Violent clashes erupted across the impoverished country after Jamaat's vice-president and firebrand Islamic preacher Delwar Hossain Sayedee became the third Islamist to be sentenced by a domestic tribunal.
Sayedee was found guilty of murder, religious persecution and rape during the 1971 independence war against Pakistan. Jamaat says the process is an attempt by the ruling party to settle scores and not about delivering justice.
The verdicts and the ensuing violence prompted Jamaat to call a two-day nationwide strike that began Sunday and has virtually crippled the country.
Schools and businesses were shut nationwide on the second day of the strike. The main road between the capital Dhaka and the second city Chittagong was virtually deserted, as were other inter-city highways.

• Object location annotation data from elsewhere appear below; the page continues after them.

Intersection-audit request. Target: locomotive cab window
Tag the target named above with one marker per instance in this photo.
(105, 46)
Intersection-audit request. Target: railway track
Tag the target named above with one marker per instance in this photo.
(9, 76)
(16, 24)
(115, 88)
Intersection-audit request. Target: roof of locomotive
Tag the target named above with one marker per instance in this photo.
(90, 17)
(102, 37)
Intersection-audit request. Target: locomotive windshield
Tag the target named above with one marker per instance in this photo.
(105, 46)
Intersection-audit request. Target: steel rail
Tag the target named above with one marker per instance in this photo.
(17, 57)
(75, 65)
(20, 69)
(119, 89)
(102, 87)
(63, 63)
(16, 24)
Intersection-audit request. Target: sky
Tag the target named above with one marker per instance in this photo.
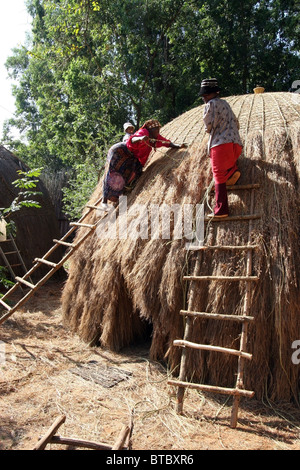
(15, 21)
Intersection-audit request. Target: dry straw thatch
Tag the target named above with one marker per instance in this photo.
(36, 228)
(116, 287)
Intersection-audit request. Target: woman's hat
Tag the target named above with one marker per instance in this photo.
(209, 85)
(126, 125)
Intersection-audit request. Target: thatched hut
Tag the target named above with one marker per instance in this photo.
(36, 228)
(117, 288)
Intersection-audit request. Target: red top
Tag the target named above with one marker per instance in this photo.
(141, 149)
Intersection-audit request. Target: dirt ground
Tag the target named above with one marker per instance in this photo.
(39, 381)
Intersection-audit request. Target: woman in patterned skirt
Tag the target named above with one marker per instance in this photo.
(125, 161)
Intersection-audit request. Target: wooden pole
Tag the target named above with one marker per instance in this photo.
(187, 333)
(50, 433)
(246, 310)
(118, 445)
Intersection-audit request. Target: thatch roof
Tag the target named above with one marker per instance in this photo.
(36, 228)
(116, 287)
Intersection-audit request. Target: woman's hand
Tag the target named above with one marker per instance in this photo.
(140, 139)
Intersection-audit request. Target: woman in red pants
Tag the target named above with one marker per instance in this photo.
(224, 145)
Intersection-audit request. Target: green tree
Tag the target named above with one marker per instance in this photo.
(91, 65)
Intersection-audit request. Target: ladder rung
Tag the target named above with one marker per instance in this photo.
(209, 347)
(77, 224)
(220, 278)
(62, 242)
(217, 316)
(45, 261)
(23, 281)
(241, 186)
(224, 247)
(5, 305)
(233, 218)
(212, 388)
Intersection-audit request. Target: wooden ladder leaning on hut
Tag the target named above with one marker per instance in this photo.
(72, 247)
(12, 257)
(238, 391)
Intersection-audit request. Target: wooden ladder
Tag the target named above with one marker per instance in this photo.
(44, 261)
(190, 315)
(13, 250)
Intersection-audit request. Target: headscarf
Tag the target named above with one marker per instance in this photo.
(151, 124)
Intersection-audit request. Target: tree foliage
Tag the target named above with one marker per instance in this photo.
(93, 64)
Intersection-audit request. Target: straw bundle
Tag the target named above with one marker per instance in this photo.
(36, 228)
(118, 287)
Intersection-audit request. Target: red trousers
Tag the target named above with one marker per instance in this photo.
(223, 162)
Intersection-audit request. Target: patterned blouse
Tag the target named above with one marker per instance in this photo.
(221, 123)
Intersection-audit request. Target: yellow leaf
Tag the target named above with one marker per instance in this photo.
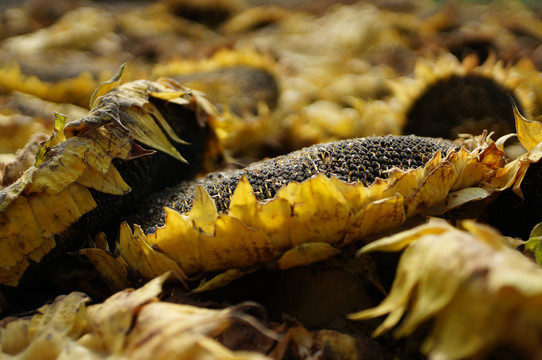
(479, 293)
(106, 86)
(529, 132)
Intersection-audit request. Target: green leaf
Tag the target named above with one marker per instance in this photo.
(56, 137)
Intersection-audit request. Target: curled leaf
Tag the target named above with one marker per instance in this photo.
(479, 292)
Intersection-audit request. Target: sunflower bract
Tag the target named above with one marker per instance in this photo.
(353, 161)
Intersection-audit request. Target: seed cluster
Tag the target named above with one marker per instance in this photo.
(357, 160)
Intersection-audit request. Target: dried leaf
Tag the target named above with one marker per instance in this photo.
(131, 324)
(479, 292)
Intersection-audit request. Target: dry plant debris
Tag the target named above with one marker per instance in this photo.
(243, 154)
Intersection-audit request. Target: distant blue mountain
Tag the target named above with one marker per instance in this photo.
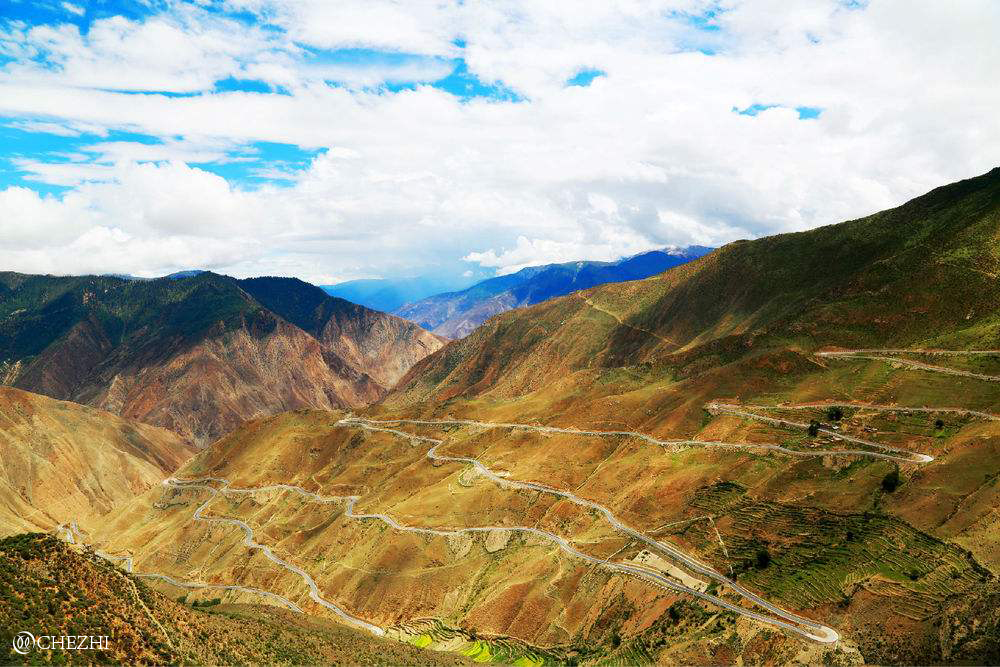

Security has been strengthened throughout the country, particularly in Dhaka where around 10,000 police and members of the elite Rapid Action Battalion were on duty Monday.
As part of their protests, the Islamists have blockade a highway leading to the popular Cox's Bazaar tourist region, where several hundred holidaymakers have been trapped including some foreigners.
District police chief Azad Miah told AFP that while more than 3,000 tourists had been able to leave since Thursday, mostly through the local airport, around 700 remained stranded.
Police said the latest clashes were fuelled by rumours that images of Sayedee's face were reflected off the surface of the moon, leading many Islamists to assert that he was innocent.
"Some imams have used this rumour to mobilise villagers against police," said police inspector Shamsul Haq.
The government has banned rallies and gatherings in at least four towns in the north to quell violence, police said.
The war crimes trials of a dozen leaders from Jamaat and the main opposition Bangladesh Nationalist Party have opened old wounds and divided the nation, with the opposition accusing the government of staging a witch-hunt.
The government, which says the 1971 war claimed three million lives, rejects the claims and accuses Jamaat leaders of being part of pro-Pakistani militias blamed for much of the carnage during the war.
Independent estimates put the death toll from the war at between 300,000 and 500,000.